Observational studies that fail to account for immortal time bias (ITB) misinterpret the association between antipsychotics, antidepressants, and benzodiazepines and all-cause mortality in patients with schizophrenia, suggests a study published in JAMA Network Open.
“This immortal time is the lag between the start of follow-up and the beginning of exposure, during which patients are necessarily alive and misclassified as exposed. This bias creates a scenario in which the exposed group appears to have a lower mortality rate than the unexposed group,” wrote corresponding author Sébastien Brodeur, MD, and colleagues. “Although widely recognized in the literature, this bias is not always addressed.”
The study investigated all-cause mortality and associations with low, moderate, and high exposure to antipsychotics, antidepressants, and benzodiazepines in 32,240 adults diagnosed with schizophrenia in Quebec, Canada, from 2002 to 2012. The mean age of participants was 46.1 years, and 61.3% were men.
During follow-up from 2013 to 2017, 1,941 patients (6.0%) died.
Researchers used two approaches to analyze data for the study: a time-fixed exposure that did not control for ITB, and a time-dependent exposure that did control for ITB. Findings, they found, differed with the employed approach.

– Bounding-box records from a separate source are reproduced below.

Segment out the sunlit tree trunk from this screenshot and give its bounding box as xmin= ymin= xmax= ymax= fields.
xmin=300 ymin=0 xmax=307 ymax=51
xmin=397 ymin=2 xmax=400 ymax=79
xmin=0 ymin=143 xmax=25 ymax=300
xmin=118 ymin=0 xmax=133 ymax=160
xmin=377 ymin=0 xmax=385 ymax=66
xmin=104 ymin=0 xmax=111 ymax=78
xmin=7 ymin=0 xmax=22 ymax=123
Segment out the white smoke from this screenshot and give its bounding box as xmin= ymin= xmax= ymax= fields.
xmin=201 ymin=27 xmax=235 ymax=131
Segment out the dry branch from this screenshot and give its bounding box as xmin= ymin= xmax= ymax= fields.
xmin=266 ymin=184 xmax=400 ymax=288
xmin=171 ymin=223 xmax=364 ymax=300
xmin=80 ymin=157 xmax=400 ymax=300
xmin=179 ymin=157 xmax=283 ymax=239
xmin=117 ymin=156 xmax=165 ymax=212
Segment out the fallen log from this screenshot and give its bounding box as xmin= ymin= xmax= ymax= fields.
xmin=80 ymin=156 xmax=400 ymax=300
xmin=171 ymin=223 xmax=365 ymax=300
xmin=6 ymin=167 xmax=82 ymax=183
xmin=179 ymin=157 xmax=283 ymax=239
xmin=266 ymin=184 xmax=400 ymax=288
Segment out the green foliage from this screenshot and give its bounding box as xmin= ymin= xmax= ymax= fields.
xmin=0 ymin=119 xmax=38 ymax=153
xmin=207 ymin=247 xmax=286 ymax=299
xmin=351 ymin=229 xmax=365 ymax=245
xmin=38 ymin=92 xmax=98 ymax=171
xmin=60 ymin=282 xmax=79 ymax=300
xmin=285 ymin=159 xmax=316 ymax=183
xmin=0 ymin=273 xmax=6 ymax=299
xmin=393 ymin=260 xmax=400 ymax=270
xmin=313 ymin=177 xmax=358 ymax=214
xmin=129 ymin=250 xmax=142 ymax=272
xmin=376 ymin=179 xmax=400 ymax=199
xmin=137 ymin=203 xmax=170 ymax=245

“[N]ot controlling for ITB overestimated the protective association of antipsychotics and antidepressants,” the researchers wrote, “and underestimated the harmful association of benzodiazepine use at lower doses.”
Specifically, the time-fixed method found no dose-response association between antipsychotics and mortality. However, with correction for ITB, high-dose antipsychotic use was associated with increased mortality. The researchers reported an adjusted hazard ratio of 1.28.
Similarly, antidepressants were associated with reduced mortality risk when the time-fixed method was used. Nevertheless, correction for ITB showed reduced mortality only with high-dose antidepressant use (aHR, 0.86).
Benzodiazepines, meanwhile, were associated with increased mortality risk using either analytic method. Adjusted hazard ratios for mortality were 1.22 with the time-fixed method and 1.50 with the time-dependent method that controlled for ITB. Mortality risk increased with benzodiazepine doses in both methods but was higher with correction for ITB.
“The findings of this study do not dispute the known efficacy of antipsychotics in schizophrenia,” the researchers wrote, “but they call into question the magnitude of long-term mortality benefits.”